Schwäne sind wie der Phönix, jedenfalls könnte dies im Zusammenhang mit den Swans behauptet werden. Wenn es „Swans Are Dead“, „Die Tür Ist Zu“ oder ähnlich hieß, stieg der tönende Vogel aus der Asche, in diesem Fall dem akustischen Abrieb, den die Band mit der musikalischen Abrissbirne oder präapokalyptischen Folk-Adaptionen hinterließ.

Mit „Birthing“ wird es demnächst ein neues Album geben inklusive zugehöriger Tour, unabhängig davon ist Leitschwan Michael Gira mit seinem langjährigen Kollegen Kristof Hahn derzeit unterwegs, um alternative Versionen aus dem Band-Fundus der letzten Jahrzehnte zu spielen.

Hahn erschien zunächst allein in der Heilandskirche, eröffnete das Programm mit der „Leipzig Overture“, stapelte Klangschicht für Klangschicht übereinander, ein Sog erzeugendes Labyrinth, mit dessen Komplexität er bereits das unvorbereitete Party-Publikum an einem Nachmittag des 2011er MELT! traumatisierte.

Die, die sich am gestrigen Mittwoch im Westen der Stadt versammelt hatten, wussten, worauf sie sich einlassen, trafen auf zwei Soundvisionäre, die zwar mit der sonst üblichen Dezibelzahl moderat umgingen, dennoch nicht mit einer Unplugged-Veranstaltung unterwegs waren und mit teilentkernten Versionen ihrer Post-Rock-Noise-Drone die Resonanz im Saal herausforderten.
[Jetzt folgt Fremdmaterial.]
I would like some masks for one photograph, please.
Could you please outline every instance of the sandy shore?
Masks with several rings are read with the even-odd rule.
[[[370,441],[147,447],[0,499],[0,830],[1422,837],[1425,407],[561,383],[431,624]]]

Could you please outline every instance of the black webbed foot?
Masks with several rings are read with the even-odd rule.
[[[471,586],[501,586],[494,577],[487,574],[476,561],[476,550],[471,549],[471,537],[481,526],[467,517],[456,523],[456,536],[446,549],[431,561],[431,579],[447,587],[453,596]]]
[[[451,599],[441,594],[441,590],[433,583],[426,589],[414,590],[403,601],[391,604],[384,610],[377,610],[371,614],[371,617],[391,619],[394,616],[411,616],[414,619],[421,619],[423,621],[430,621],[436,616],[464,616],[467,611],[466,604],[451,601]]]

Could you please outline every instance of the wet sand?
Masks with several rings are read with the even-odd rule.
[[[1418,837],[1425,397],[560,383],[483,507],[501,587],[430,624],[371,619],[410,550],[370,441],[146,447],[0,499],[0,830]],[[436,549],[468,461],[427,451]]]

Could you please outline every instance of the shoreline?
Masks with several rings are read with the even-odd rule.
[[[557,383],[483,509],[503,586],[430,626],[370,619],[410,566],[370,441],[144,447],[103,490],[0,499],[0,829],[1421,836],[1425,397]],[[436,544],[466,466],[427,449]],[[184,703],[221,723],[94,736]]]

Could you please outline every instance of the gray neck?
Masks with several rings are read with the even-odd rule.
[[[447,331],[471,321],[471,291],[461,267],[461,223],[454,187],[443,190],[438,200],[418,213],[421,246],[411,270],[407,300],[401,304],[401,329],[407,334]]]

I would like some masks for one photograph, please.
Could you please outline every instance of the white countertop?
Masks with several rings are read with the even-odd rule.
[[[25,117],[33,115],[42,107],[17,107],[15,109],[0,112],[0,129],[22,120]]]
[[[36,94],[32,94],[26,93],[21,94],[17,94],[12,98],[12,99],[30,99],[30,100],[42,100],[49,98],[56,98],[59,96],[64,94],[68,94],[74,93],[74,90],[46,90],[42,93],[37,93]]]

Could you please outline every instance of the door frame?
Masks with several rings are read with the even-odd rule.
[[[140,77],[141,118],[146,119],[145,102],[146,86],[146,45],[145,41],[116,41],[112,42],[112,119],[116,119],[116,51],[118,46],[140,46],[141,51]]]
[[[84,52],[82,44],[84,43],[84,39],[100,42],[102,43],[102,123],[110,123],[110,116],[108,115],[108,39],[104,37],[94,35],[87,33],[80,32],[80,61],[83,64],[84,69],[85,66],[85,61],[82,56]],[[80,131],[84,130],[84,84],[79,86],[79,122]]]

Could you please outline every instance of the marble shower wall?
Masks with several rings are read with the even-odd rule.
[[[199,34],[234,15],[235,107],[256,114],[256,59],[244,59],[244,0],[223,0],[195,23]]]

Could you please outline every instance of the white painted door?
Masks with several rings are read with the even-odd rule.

Als nach 20 Minuten Michael Gira auf der kirchlichen Bühne eintraf, saßen dort dann zwei Männer, die nicht den Eindruck vermittelten, die frohe Botschaft zu verkünden.

Nahtlos ging die Einleitung in „The Healers“ über, begann eine lodernde Messe, deren Themen nicht weit von dem entfernt waren, was üblicherweise an diesem Ort gepredigt wird.

Schuld, Sühne, Glaube – Inhalte, mit denen der 71-jähre Gira in einer tranceartigen Performance berichtete, „My mind is closed“ sang er, später „I’m searching for truth“. Viel authentischer kann ein Vortag nicht sein. „I Am A Tower“ – die Titelzeile der Vorveröffentlichung der kommenden Platte aus seinem Mund ließ keinen Widerspruch zu.

Keine Show, keine Distanz, intensiv und organisch das nackte „God Damn The Sun“ und die vernichte Lebensbilanz „Failure“ und es hätte nicht verwundert, wenn sich während des donnernden Spoken-Word Ende von „You Will Pay“ der Schlund der Vergänglichkeit unter dem Gotteshaus geöffnet hätte.

Tat er nicht, nach gut eineinhalb Stunden endete ein überwältigender Abend, dessen Musik – die nach den Worten des Protagonisten „eine positive und fruchtbare Atmosphäre bietet, in der man träumen kann.” – lange nachhallen wird.